Exploratory Data Analysis

Introduction

The ability to predict the next word a website user may wish to type has a number of applications. In order to build a data product that can predict the next word a user will type, text data from Twitter, blogs, and news stories were obtained. The data were all in English, and formed training data for a prediction model that could power the data product.

Because of the large size of these documents, a 1% sample of each was used for model-building. Here I present the results of a descriptive/exploratory analysis of the three data sources.

Part I: Twitter Data

Data Description

The first step in analyzing the Twitter data was to read in the data stream and create a character vector object from it. This then allowed for exploration of the available data.

The entire stream of Twitter messages was recorded in English, and consisted of 2,360,148 tweets. The random sample of the data had 23,655 tweets that themselves contained 302,194 words.

Descriptive Analysis

Digging into the data, I created ngrams from the individual words in the text. I then generated a term-document matrix (tdm) from the bigrams. This matrix shows the number of bigrams, the number of documents, and then the sparse matrix of the number of occurances of each term in each document. The term-document matrix contained 144,162 terms in the 23,655 tweets:

## Loading required package: NLP

## <<TermDocumentMatrix (terms: 144162, documents: 23655)>>
## Non-/sparse entries: 266597/3409885513
## Sparsity           : 100%
## Maximal term length: 67
## Weighting          : term frequency (tf)

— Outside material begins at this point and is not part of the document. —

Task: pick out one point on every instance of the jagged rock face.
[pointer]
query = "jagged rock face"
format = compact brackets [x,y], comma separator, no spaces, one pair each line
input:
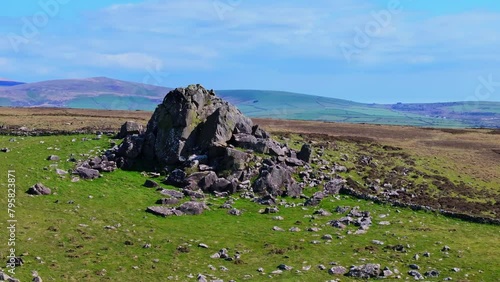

As the term-document matrix summary shows, the matrix is sparse, with only 266,597 entries out of the possible 3.4 trillion entries. In fact, the following histogram shows that most of the bigrams are used 10 or fewer times:

I then wanted to get a sense of the most common bigram phrases among those generated. Using the findfreqwords() function I was able to produce vectors of the most common words.

library(tm)
findFreqTerms(tdm, lowfreq = 200)

##  [1] "a great"    "and i"      "are you"    "at the"     "for a"     
##  [6] "for the"    "going to"   "have a"     "have to"    "i am"      
## [11] "i dont"     "i have"     "i just"     "i know"     "i love"    
## [16] "i think"    "i was"      "if you"     "in a"       "in the"    
## [21] "is a"       "is the"     "it was"     "need to"    "of the"    
## [26] "on the"     "so much"    "thank you"  "thanks for" "to be"     
## [31] "to get"     "to see"     "to the"     "want to"    "will be"   
## [36] "with the"   "you are"

This output shows bigrams with at least 200 occurences in the corpus. Some of the phrases are common phrases in English that include articles and so-called “stop words.” While natural language processing often removes these words from the corpus when attempting to determine topics or sentiment, I have left them here since my main concern is with predicting the next word the user would like to type. I then changed the function to include only those phrases with at least 500 occurences in the corpus:

findFreqTerms(tdm, lowfreq = 500)

## [1] "for the" "in the"  "of the"  "on the"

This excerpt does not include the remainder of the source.